Melatonin Can Benefit Your Immune System
What is Melatonin?
Melatonin is a naturally occurring hormone in our body that affects sleep-wake cycle. Its levels rise in the evening (making you feel sleepy) and fall in the morning (helping you to become more alert). Our bodies typically produce enough melatonin to help regulate this sleep-wake cycle effectively, but for times when sleep is hard to come by melatonin supplements can help.
For decades, researchers have examined how melatonin production helps the brain regulate sleep patterns. This early research has led to melatonin supplements geared towards encouraging sleep, which is especially helpful for people suffering from Shift Work Sleep Disorder (SWSD) and from jet lag. Similarly, those who suffer from insomnia may also benefit from taking a melatonin supplement, as supplementing with melatonin increases the level of this hormone in the brain.
Recently, a wealth of melatonin benefits was discovered through various studies, suggesting this hormone does much more than simply help us sleep. The surprising discoveries have revealed that melatonin influences disease and boosts the strength of our immune system in some very unique ways.
How Melatonin can affect your immune system
The relationship between melatonin and the immune system has been known for more than a decade. Our white blood cells, which are the main player in human immune function, have melatonin receptors. This suggests that melatonin affects their function in some way. In particular, melatonin appears to stimulate the release of cytokines and other proteins that help attack an invading virus, bacteria or pathogen.
At the same time, melatonin acts as a powerful anti-inflammatory, helping to prevent or reverse some of the damage that occurs when the immune system attacks our own tissues. Scientists are not currently sure how melatonin can stimulate the immune system when it is needed while suppressing it when it is not needed, but it appears to have exactly this action.
Melatonin benefits the immune system, in elderly too
The age-related dip in immune function begins around 60 years of age. A recent study of aged mice found that they began producing more cytokines and other immune molecules in response to being given melatonin at night. In addition, their immune function could be predicted by the amount of melatonin in their bloodstreams just before bedtime, suggesting that this hormone has a variety of positive effects on immunity in elderly people.

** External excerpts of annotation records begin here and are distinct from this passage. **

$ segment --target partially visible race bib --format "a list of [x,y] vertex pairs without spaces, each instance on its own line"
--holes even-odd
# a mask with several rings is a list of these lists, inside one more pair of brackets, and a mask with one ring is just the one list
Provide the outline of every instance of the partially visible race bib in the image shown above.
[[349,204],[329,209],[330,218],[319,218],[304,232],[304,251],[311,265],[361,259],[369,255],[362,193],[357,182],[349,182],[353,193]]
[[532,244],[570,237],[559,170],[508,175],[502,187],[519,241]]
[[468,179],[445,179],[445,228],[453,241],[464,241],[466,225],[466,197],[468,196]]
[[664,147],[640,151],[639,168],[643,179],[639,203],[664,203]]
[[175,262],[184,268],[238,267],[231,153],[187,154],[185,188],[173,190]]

Researchers believe that melatonin may function as a link between the circadian rhythm and the immune system, allowing these two seemingly separate systems to interact with each other. In elderly people, who have both impaired melatonin production and impaired immunity, a melatonin supplement could be extremely important for whole-body health. Indeed, melatonin has been shown to play a variety of roles in the human body — and there are likely more that we don’t know of yet.
Ultimately, getting enough sleep and taking other measures to keep a regulated circadian rhythm are both important ways to support good health. Melatonin does not just help you sleep, but also helps a variety of systems to work as they were intended. This is especially true in elderly people, who appear to be at the highest risk of low melatonin. Taking a melatonin supplement at night may not be the fountain of youth, but it appears to be extremely important in supporting a healthy lifestyle.